Ministers also get to the question of recent NATO Summit, where Minister Szijjártó agrees with Trump that we, Europeans should do more for our own defence.
Is there a common V4 position towards Russia? Lajčák remarked that as members of NATO and EU, Visegrad does indeed have a common stand.
Although we criticize European bureaucrats in Brussels, he would exchange none of them for Putin he would not exchange it for Putin.
On the issue of Eurozone Minister Lajčák noted he would like other EU member states join the Eurozone. Minister Waszczykowski remarked that Poland will not join in for number of years citing economic reasons and fear of losing some economic sovereignty.
Homegrown Solutions for the Middle East
Lyse Doucet, Minister Çavuşoğlu of Turkey, former Minister of Jordan Nasser Judeh, Sir John Jenkins and Tarek Osman take the stage to talk about the situation in the Middle East.

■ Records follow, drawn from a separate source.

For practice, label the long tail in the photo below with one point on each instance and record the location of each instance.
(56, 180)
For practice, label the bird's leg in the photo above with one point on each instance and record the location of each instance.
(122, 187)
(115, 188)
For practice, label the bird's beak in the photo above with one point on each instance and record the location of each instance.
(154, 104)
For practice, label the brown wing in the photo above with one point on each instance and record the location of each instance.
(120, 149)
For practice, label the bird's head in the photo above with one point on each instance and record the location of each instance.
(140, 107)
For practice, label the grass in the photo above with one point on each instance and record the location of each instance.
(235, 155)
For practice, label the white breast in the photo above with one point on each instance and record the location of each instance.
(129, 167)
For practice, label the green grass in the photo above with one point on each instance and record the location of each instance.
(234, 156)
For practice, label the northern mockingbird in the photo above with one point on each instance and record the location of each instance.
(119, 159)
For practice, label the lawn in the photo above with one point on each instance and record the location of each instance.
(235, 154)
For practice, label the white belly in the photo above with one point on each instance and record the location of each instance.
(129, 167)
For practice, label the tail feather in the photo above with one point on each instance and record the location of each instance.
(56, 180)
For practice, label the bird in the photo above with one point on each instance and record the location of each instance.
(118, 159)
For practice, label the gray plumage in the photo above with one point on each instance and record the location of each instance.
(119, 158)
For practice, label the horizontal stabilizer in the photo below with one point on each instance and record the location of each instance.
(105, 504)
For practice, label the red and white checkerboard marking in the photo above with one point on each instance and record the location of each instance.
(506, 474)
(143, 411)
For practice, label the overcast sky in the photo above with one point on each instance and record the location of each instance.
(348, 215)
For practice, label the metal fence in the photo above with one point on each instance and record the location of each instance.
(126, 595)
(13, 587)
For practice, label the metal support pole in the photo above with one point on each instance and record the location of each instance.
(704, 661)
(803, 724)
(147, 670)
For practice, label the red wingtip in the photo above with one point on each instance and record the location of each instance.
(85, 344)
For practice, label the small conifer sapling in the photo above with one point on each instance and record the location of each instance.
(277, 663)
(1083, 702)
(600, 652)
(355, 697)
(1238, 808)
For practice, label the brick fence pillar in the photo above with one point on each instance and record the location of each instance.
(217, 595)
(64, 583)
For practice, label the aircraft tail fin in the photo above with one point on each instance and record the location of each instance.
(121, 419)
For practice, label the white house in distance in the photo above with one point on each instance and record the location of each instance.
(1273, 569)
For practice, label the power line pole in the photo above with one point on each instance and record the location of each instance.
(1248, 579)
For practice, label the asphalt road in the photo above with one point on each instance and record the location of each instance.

“We always wanted to get Deash closer to strike them harder,” said Nasser Judeh.
Tarek Osman notes that militant Islamic groups will remain in the region, but he hopes to be wrong on this one.
Ministers expressed their optimism that Daesh will be pushed out of Mosul and eventually defeated. The real challenge is the reconstruction of the region after that. Audience by show of hands agrees with that notion.
Identity politics in the middle east is crucial, highlights Tarek Osman, the philosopher of this panel as labelled by Lyse Doucet. The nationalistic aspect of conflicts in the region are indeed crucial.
On the issue of Iran Tarek Osman suggests Iran has to be brought to the table when discussing future of Syria and and Iraq.
Minister Çavuşoğlu remarked that cooperation with Iran is not a strategic choice. We need to cooperate with Russia. They have delivered what was promised, he adds.
Timely intelligence sharing is crucial for the fight against Daesh, remarked Minister Mevlüt Çavuşoğlu.